LCol Souter was one of Canada's foremost expert physicians on CBRN medical defence and worked, almost up to his death as a public servant at the CF H Svcs Gp HQ on biological warfare vaccines. A gentleman physician-officer, and a pleasure to have worked with.  

*LCol (Ret'd) Francis (Frank) Carl Glenn Souter, CD, MD*

Frank passed away on Friday, March 13, 2015 at the age of 70 years after a battle with cancer. Beloved husband of Elena “Helen” (nee Arnone). Loving father of Andrew (Jin “Jill” Wang), Patrick and Robert. Cherished grandpa of Damien and Xavier. Survived by his brothers Gord (Joanne), Sam and his sister Jeanne (Paul Roberts). Predeceased by his brother William “Bill”.

Frank had a long affiliation with the Canadian Forces Medical Service / Royal Canadian Medical Service both in uniform and as a public servant and has left a significant legacy in the CAF and for Canada in the area of CBRN medical defence and preparedness.

Friends may call at the Garden Chapel of Tubman Funeral Homes, 3440 Richmond Road (between Bayshore and Baseline Road), Nepean on Friday, March 20, 2015 from 1 p.m. until time of service in the chapel at 2p.m. In lieu of flowers, donations to the Ottawa Regional Cancer Foundation would be appreciated. Condolences, tributes or donations may be made at www.tubmanfuneralhomes.com

---

MC


----------



## medicineman

Then LCol Souter was my first CO when I got to 1 Fd Amb.  RIP  .

MM


----------



## MedCorps

HCol (ret'd) Dick Butson GC, CStJ, OMM, CD, MB, BChir - Royal Canadian Army Medical Corps / Canadian Forces Medical Service. 

Richard Butson, who has died aged 92, was awarded the George Cross for saving the life a fellow member of a research expedition who fell into a crevasse in the Antarctic in 1947. 

The Falkland Islands Dependencies Survey (FIDS) originated in 1943 when an expedition left Britain to establish Antarctic bases on Deception Island in the South Shetlands and on Goudier Islet in Port Lockroy. After the end of the Second World War, responsibility for the expeditions was transferred from the Admiralty to the Colonial Office. 
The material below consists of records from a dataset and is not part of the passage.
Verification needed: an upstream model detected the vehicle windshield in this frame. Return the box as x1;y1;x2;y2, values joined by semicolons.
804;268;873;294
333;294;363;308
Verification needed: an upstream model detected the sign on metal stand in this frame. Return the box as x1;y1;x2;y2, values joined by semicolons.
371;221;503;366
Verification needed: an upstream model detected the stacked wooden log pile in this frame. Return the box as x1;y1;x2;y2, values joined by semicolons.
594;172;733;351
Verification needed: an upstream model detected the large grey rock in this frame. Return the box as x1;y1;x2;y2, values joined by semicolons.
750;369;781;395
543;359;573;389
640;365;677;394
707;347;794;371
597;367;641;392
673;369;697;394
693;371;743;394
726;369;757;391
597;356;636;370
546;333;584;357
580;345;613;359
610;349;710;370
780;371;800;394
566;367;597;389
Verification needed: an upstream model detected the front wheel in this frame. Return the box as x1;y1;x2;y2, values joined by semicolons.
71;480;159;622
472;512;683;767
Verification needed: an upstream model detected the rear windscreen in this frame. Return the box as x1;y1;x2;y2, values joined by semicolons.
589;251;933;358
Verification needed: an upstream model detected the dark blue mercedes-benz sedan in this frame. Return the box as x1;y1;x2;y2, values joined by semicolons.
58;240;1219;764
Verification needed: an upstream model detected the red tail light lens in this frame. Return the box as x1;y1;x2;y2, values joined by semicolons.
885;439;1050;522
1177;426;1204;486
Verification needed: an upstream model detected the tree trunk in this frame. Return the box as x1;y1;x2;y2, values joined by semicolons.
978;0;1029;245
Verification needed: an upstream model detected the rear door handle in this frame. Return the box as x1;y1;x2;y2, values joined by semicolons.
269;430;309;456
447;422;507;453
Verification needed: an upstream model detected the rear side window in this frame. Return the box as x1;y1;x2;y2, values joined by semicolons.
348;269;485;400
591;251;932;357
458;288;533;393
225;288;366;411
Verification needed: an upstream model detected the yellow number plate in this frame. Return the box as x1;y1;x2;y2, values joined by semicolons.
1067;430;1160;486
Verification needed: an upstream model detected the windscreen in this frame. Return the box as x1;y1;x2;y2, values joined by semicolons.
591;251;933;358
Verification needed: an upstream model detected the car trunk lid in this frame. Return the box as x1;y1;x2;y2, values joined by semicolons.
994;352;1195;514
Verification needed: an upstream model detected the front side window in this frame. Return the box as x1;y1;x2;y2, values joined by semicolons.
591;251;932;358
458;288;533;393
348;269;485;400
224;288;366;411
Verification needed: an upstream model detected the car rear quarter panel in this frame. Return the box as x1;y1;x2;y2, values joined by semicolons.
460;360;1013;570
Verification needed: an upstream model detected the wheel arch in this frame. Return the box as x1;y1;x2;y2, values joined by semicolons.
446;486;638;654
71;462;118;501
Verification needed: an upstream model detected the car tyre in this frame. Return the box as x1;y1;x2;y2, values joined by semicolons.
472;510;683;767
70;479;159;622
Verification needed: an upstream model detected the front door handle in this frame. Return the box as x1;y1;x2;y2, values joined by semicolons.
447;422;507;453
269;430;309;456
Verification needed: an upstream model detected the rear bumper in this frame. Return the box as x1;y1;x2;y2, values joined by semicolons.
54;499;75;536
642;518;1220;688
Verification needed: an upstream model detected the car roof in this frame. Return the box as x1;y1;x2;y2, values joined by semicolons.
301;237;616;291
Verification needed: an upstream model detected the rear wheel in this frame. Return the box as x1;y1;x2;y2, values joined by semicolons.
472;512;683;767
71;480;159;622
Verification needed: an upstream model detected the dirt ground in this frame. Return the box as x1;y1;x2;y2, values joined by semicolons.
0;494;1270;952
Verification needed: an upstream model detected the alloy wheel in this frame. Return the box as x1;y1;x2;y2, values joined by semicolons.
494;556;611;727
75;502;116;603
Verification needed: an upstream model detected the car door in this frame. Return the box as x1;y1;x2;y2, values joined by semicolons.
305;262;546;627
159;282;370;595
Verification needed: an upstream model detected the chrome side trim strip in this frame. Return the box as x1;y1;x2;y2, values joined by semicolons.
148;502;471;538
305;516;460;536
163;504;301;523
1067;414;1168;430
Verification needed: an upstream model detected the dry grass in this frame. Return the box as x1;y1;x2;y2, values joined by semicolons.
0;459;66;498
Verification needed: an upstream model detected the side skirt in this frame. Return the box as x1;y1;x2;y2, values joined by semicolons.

In 1947, FIDS, under the leadership of Major Butler, drew up a programme with the United States Ronne Antarctic Expedition (RARE), under Commander Ronne, for their joint cooperation during the sledging season. To provide better weather forecasting for the long exploratory and survey flight Cdr Ronne intended to make, two meteorological stations were set up: one at an altitude of 5,600ft on the Graham Land plateau, north-east of Stonington Island; the other on the shelf ice off a point shown on some charts as Cape Keeler. 

During July, the RARE planned to sledge supplies to the base on Graham Land. The first attempt was unsuccessful and, on the evening of July 26, two men were left on the plateau at 4,700ft while the rest of their party returned for fresh supplies. Bad weather set in, their tent was damaged and, while returning to base on foot, Peterson, an American, fell into a deep crevasse. 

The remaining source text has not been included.